In Washington, the Transportation Security Administration referred “all questions regarding the new aviation security enhancements’’ to the Homeland Security Department, which declined to give further details on the ban.

The department had posted a fact sheet saying that U.S. intelligence believed that terrorist groups “continue to target commercial aviation to include smuggling explosive devices in various consumer items’’.

“Based on this trend, the Transportation Security Administration (TSA), in consultation with relevant departments and agencies has determined it is prudent to enhance security.

“This includes airport security procedures for passengers at certain last point of departure airports to the U.S.,” the post said.

The Homeland Security fact sheet said there would be an emergency amendment to its security directives.

It said that the process would include industry notification to affected air carriers that would implement the requirements.

The report quoted Homeland Security officials in a Monday briefing as saying “airlines have 96 hours to comply with the new standards.’’

Other media outlets reported that the new policy went into effect at 0700 GMT on Tuesday.

Turkish Airlines and Qatar Airways both confirmed the new regulation Tuesday, issuing statements that seemed to impose the policy immediately.

Emirates Airlines said in a statement that the new measures were valid from Saturday until October 14 on U.S. bound routes from Dubai.

Egypt Air said it would begin banning large electronics on its Cairo-to-New York flights starting Friday, after receiving new travel instructions from U.S. authorities.

Egypt Air also reported it received an email from JFK airport with “instructions to ban laptops, tablets, cameras, CD players and video game devices on board from its first flight which leaves to New York on Friday.’’

The ban applies to “all personal electronic devices larger than a cell phone or smart phone.”

Such devices must be placed in checked baggage, except approved medical devices, which could be brought into cabins after additional screening.

The 10 affected airports, all in Muslim-majority countries, are Abu Dhabi, Amman, Cairo, Casablanca, Doha, Dubai, Istanbul, Jeddah, Kuwait City and Riyadh.

In another development, Britain said it would follow the U.S. by banning laptops and other larger electronic devices from passenger cabins on some inbound flights from Middle Eastern and African nations.

“The prime minister has chaired a number of meetings on aviation security over the last few weeks, including this morning.

“It was agreed that new aviation security measures on all inbound direct flights to UK from the following countries will be introduced: Turkey, Lebanon, Jordan, Egypt, Tunisia and Saudi Arabia,’’ Prime Minister Theresa May said.

The U.S. move follows President Donald Trump’s 90-day ban on most travellers from Syria, Iran, Libya, Somalia, Sudan and Yemen, and a 120-day halt to refugee approvals from around the world.

Washington is hosting a meeting this week of allies in the international coalition against the Islamic State movement, with a large number of arrivals from Muslim and Arab countries.

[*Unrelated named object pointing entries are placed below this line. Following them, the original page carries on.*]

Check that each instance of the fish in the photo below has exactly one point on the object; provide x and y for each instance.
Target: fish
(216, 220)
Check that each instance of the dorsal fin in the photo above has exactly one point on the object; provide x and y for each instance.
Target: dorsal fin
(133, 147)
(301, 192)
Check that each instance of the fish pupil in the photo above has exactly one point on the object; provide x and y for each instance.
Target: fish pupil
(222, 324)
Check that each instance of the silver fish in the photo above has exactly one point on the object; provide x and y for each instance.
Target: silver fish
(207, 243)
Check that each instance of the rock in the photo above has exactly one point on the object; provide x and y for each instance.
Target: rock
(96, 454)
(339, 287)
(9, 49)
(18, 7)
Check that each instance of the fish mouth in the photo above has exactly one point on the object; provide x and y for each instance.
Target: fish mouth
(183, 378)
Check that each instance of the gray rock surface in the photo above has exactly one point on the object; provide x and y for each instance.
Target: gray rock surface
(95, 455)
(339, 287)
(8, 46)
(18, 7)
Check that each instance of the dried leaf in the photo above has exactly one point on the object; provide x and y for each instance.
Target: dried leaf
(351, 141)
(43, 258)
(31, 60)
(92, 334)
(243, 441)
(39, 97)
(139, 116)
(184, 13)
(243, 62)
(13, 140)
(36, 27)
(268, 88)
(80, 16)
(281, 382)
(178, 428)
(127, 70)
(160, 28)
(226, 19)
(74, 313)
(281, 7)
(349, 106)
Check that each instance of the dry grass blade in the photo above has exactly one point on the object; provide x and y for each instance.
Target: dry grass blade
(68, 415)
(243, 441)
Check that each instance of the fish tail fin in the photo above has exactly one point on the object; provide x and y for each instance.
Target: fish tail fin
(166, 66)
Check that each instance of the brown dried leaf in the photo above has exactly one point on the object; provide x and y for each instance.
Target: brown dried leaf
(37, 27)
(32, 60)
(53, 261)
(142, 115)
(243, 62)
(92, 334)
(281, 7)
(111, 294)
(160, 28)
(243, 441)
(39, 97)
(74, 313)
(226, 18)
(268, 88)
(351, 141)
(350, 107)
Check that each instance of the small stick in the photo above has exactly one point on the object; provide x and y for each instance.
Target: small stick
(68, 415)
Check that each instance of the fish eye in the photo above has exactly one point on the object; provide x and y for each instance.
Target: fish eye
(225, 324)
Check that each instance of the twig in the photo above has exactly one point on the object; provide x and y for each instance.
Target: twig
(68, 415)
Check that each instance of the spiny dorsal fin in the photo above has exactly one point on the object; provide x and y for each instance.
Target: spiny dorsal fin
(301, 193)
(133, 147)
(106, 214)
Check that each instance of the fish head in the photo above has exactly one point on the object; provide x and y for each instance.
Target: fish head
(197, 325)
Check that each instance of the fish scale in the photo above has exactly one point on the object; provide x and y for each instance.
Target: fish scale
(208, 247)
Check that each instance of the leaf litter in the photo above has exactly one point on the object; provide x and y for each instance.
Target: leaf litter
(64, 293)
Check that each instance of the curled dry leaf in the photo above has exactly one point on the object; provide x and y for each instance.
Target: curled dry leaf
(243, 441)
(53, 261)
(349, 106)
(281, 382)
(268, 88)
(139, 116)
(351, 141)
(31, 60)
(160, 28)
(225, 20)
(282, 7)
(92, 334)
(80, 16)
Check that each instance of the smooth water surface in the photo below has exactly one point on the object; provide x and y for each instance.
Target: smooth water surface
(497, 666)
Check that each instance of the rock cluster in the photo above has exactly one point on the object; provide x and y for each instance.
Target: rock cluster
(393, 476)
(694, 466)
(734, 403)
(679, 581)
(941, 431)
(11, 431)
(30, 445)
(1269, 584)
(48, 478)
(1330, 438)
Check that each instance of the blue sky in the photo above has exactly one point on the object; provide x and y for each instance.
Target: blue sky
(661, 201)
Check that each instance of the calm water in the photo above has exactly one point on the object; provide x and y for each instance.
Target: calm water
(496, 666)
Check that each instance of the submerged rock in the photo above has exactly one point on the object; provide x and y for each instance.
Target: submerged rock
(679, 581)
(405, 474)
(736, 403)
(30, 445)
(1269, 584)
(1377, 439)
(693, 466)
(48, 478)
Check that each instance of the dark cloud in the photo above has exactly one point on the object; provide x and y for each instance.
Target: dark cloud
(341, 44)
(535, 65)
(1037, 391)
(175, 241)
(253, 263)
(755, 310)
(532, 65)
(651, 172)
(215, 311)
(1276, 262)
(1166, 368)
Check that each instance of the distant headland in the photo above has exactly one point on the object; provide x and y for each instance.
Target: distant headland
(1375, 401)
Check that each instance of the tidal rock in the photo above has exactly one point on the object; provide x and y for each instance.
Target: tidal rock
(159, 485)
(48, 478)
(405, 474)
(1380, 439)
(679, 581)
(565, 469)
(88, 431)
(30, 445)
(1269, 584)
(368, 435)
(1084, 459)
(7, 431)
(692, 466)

Turkish Transportation Minister Ahmet Arslan said the U.S. measure was “not the correct decision,’’ arguing that business travellers in particular should not be separated from work devices on the long-haul flights, which could stretch for 12 hours.

He said he had initiated contacts with U.S. authorities over the issue and warned of negative impacts on both travelling through Turkey and U.S.-Turkish relations.